But, all too often, repetition is mindless—or, worse, clichéd. It is just run-of-the-mill redundancy, deflating rhetorical power and fuzzing up meaning.
Think of how many adverbs merely repeat what a verb expresses: circle around, expedite quickly, merge together, repeat again, return back, first conceive, plan ahead, completely destroy. Those two-word phrases could all convey the same idea with one word. Then there’s shuttle back and forth. C’mon: “back and forth” is part of the definition of shuttle, so to write shuttle back and forth only shuttles our readers within a sentence.
Often, we deploy verb pairs reflexively, not intentionally.
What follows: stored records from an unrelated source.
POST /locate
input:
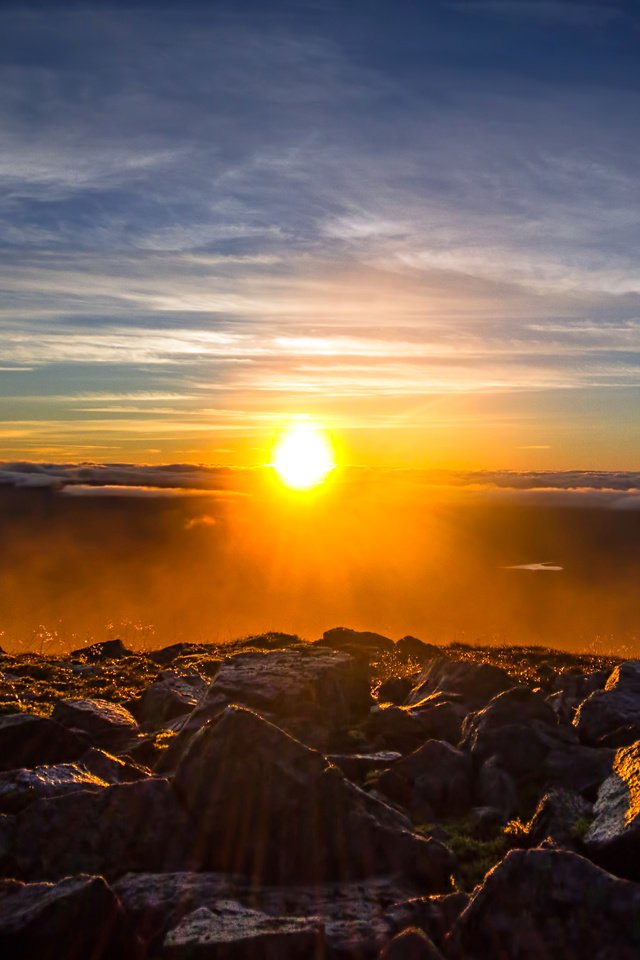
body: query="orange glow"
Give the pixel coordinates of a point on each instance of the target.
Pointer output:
(303, 456)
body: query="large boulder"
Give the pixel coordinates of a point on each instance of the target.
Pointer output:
(121, 828)
(102, 721)
(79, 918)
(561, 815)
(613, 838)
(542, 904)
(27, 740)
(171, 695)
(617, 706)
(19, 788)
(227, 929)
(435, 778)
(285, 815)
(476, 683)
(313, 693)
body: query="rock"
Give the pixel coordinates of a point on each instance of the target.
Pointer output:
(228, 930)
(618, 705)
(410, 648)
(435, 774)
(434, 915)
(613, 839)
(112, 769)
(285, 815)
(373, 645)
(121, 828)
(101, 720)
(19, 788)
(107, 650)
(358, 917)
(561, 815)
(496, 788)
(27, 740)
(77, 919)
(394, 690)
(476, 683)
(357, 766)
(170, 696)
(411, 944)
(312, 693)
(542, 904)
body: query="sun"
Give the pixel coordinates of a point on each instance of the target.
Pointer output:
(303, 456)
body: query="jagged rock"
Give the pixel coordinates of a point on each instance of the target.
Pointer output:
(613, 839)
(394, 690)
(358, 917)
(496, 788)
(361, 642)
(227, 929)
(476, 683)
(171, 695)
(357, 766)
(410, 648)
(618, 705)
(112, 769)
(411, 944)
(561, 815)
(435, 915)
(19, 788)
(107, 650)
(101, 720)
(79, 918)
(436, 774)
(284, 814)
(310, 692)
(27, 740)
(539, 904)
(125, 827)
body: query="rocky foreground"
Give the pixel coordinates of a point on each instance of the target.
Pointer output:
(351, 798)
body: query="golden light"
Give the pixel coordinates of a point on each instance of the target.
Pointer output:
(303, 456)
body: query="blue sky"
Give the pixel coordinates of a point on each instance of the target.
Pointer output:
(418, 222)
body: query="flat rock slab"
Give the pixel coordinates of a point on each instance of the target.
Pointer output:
(227, 930)
(19, 788)
(96, 718)
(543, 904)
(27, 740)
(79, 918)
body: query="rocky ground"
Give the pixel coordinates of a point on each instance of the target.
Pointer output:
(351, 798)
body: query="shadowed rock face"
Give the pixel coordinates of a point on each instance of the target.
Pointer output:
(79, 918)
(615, 707)
(540, 904)
(613, 838)
(311, 693)
(284, 815)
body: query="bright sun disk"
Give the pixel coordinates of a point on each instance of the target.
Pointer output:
(303, 457)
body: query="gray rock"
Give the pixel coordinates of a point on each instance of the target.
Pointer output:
(310, 692)
(613, 838)
(561, 815)
(542, 904)
(99, 719)
(228, 930)
(477, 683)
(286, 815)
(79, 918)
(436, 774)
(618, 705)
(27, 740)
(121, 828)
(19, 788)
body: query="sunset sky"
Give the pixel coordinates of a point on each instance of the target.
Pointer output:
(418, 223)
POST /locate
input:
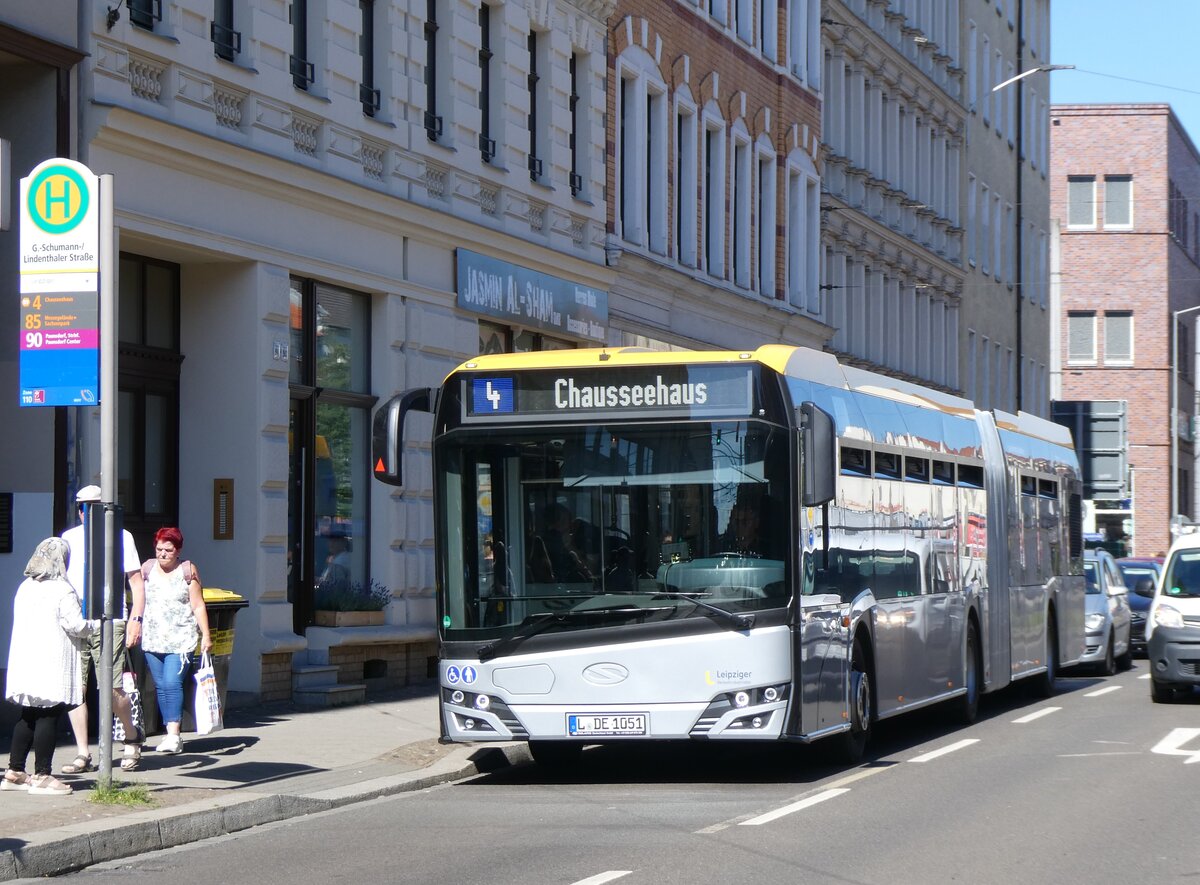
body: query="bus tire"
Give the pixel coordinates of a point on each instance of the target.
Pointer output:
(556, 754)
(852, 744)
(1163, 692)
(969, 703)
(1045, 684)
(1109, 666)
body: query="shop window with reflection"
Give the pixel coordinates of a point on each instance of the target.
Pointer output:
(495, 338)
(329, 423)
(148, 398)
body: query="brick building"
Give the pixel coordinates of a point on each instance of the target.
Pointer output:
(1126, 196)
(713, 184)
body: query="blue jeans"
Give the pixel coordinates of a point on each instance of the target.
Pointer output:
(168, 673)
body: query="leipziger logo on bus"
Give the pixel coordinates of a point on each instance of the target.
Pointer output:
(569, 395)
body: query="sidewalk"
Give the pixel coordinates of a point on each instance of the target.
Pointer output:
(269, 763)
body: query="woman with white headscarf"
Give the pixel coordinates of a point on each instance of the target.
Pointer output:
(43, 666)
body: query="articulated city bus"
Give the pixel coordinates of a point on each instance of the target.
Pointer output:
(747, 546)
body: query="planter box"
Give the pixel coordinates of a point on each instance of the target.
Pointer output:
(348, 619)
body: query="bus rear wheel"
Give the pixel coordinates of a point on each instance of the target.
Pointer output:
(852, 744)
(556, 754)
(1045, 684)
(969, 704)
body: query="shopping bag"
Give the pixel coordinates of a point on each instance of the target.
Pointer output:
(130, 686)
(208, 699)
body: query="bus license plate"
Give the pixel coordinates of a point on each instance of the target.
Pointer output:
(605, 724)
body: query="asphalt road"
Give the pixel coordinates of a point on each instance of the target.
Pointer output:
(1092, 786)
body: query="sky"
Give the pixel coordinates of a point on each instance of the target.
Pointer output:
(1128, 50)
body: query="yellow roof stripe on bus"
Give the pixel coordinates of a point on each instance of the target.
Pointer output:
(772, 355)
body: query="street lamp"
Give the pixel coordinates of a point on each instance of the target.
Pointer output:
(1019, 202)
(1174, 423)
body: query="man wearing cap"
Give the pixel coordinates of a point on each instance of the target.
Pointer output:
(124, 633)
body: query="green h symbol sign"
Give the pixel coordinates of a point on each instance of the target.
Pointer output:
(58, 199)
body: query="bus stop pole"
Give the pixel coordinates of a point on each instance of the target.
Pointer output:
(108, 396)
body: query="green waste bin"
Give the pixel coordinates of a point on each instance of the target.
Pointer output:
(222, 607)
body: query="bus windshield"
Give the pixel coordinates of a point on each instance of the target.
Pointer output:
(610, 524)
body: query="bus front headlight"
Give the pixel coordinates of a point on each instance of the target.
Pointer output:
(1167, 616)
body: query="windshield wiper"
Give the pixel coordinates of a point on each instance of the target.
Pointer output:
(742, 621)
(544, 620)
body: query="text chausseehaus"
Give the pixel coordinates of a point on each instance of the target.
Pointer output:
(569, 395)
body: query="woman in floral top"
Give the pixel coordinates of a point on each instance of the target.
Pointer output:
(174, 616)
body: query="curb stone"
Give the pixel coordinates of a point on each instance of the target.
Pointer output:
(149, 831)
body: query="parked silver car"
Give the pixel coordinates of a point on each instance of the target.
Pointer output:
(1108, 616)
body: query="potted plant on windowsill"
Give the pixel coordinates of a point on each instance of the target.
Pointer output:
(351, 604)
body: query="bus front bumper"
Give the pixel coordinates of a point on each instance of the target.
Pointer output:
(591, 723)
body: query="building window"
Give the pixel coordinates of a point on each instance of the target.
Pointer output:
(765, 217)
(804, 54)
(627, 161)
(1119, 337)
(486, 143)
(148, 398)
(1081, 337)
(330, 427)
(432, 118)
(1080, 200)
(768, 23)
(685, 186)
(537, 88)
(573, 139)
(999, 238)
(714, 202)
(655, 170)
(495, 338)
(367, 92)
(145, 12)
(1119, 202)
(739, 212)
(743, 23)
(971, 220)
(983, 230)
(304, 72)
(226, 41)
(1183, 359)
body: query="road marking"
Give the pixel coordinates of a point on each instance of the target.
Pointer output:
(943, 751)
(1037, 715)
(857, 775)
(793, 807)
(1173, 742)
(601, 878)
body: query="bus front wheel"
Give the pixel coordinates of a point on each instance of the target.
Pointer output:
(853, 742)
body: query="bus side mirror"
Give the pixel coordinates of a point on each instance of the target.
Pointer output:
(388, 433)
(819, 469)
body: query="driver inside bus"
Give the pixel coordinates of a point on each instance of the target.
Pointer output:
(743, 533)
(569, 566)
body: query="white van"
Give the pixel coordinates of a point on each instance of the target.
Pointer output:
(1173, 624)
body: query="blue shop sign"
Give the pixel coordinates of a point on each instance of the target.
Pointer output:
(529, 299)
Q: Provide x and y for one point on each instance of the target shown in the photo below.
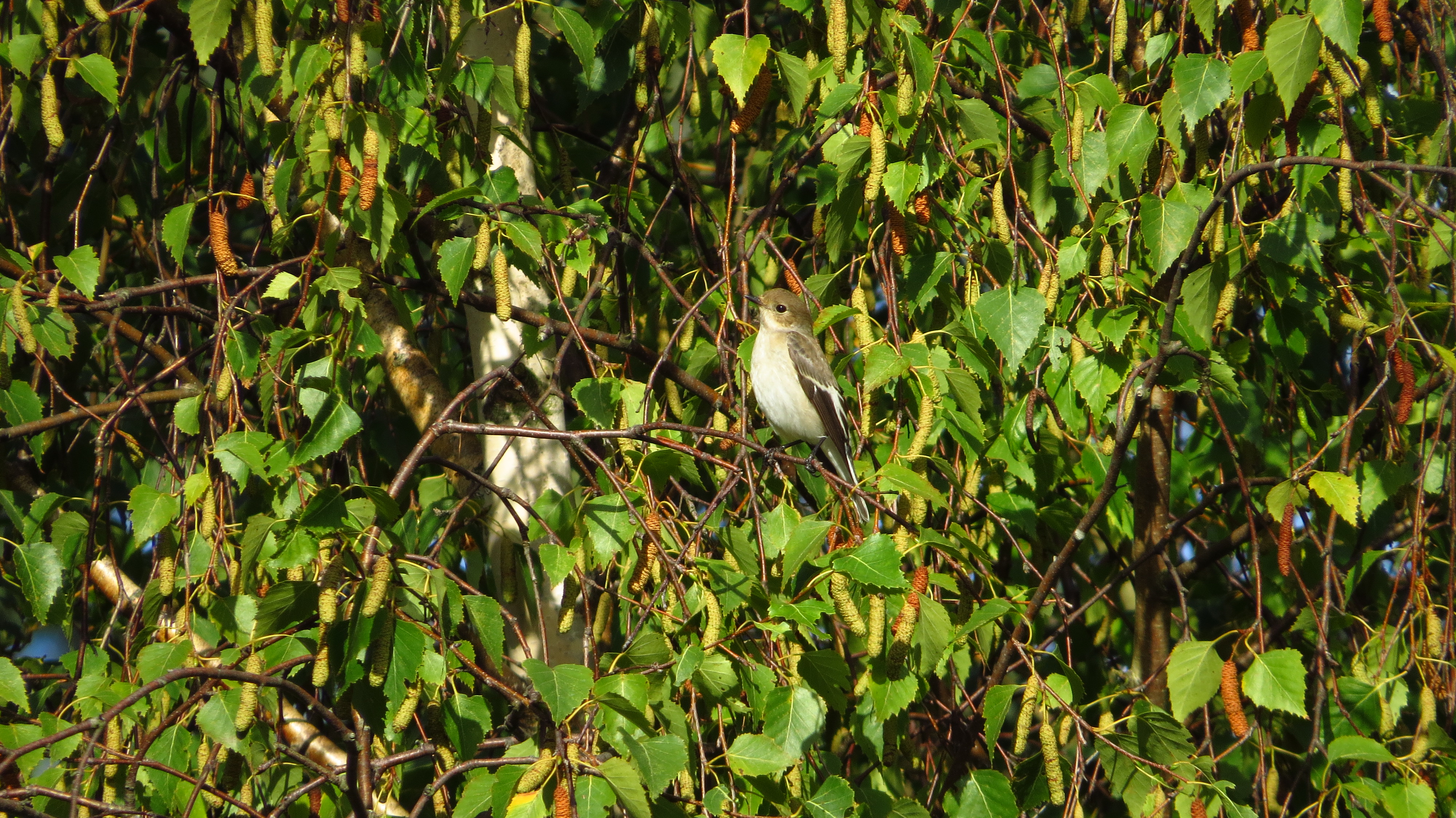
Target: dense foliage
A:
(381, 434)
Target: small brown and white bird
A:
(796, 386)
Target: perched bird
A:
(796, 388)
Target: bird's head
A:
(784, 311)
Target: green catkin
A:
(538, 774)
(263, 37)
(877, 162)
(483, 247)
(23, 319)
(248, 702)
(845, 606)
(167, 563)
(1030, 698)
(1052, 759)
(713, 621)
(1119, 30)
(602, 622)
(1000, 219)
(523, 65)
(407, 710)
(876, 643)
(502, 273)
(321, 659)
(378, 584)
(838, 36)
(381, 651)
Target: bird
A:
(796, 386)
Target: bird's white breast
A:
(783, 400)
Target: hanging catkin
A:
(248, 699)
(523, 65)
(838, 36)
(378, 584)
(1052, 759)
(1030, 698)
(877, 162)
(876, 643)
(369, 180)
(502, 273)
(845, 605)
(1000, 221)
(753, 106)
(263, 37)
(1233, 702)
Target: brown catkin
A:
(23, 319)
(1381, 15)
(523, 65)
(218, 237)
(838, 36)
(845, 605)
(1233, 701)
(369, 180)
(713, 621)
(407, 710)
(248, 702)
(1406, 375)
(167, 551)
(1000, 219)
(877, 162)
(378, 584)
(922, 207)
(1286, 542)
(899, 239)
(1052, 759)
(381, 651)
(502, 273)
(538, 774)
(876, 641)
(1030, 698)
(753, 106)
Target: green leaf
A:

Shelve one part of dig and delve. Think twice about think and reflect. When it comes to this habit, cease or desist—but, please, don’t cease and desist!
Certain redundancies are especially common business writing, like the nouns effectiveness and efficiency or the verbs engaged and excited. The following sentence appeared in the manuscript of a business book: “Consider how keeping a daily checklist might keep you engaged and excited about your job.” But when you are engaged, aren’t you usually excited?
One of the biggest downsides of a too-rich-vocabulary is words that are uncommon and unwieldy. The worst are also abstract and pompous. Some have been cobbled from Latin and Greek by writers who wanted to seem erudite. (A few centuries ago, these were dubbed “inkhorn terms,” in honor of the horn pot holding ink for quills used by pedantic writers too fond of the classics.)
Beware Tuxedo Verbs
I prefer to call them “tuxedo verbs.” Take perfectly good verbs like give, start, join, grill, and pay, dress them up in uncomfortable duds, and you get the synonyms bequeath, commence, conjoin, interrogate, and remunerate.
Other tuxedo verbs rely on the Greek suffix –ize. Some of these cropped up long ago— baptize, for example, was used as early as the 13th century. Modern science loves this suffix and sticks it on nouns to create verbs such as oxidize, polymerize, and galvanize.* When an -ize verb expresses something we have no better synonym for—capsize, Mirandize, recognize, sterilize—it’s fine to use it. But avoid such verbs when a more succinct synonym exists—finish is better than finalize, and moisten is better than moisturize, no matter what Oil of Olay promises.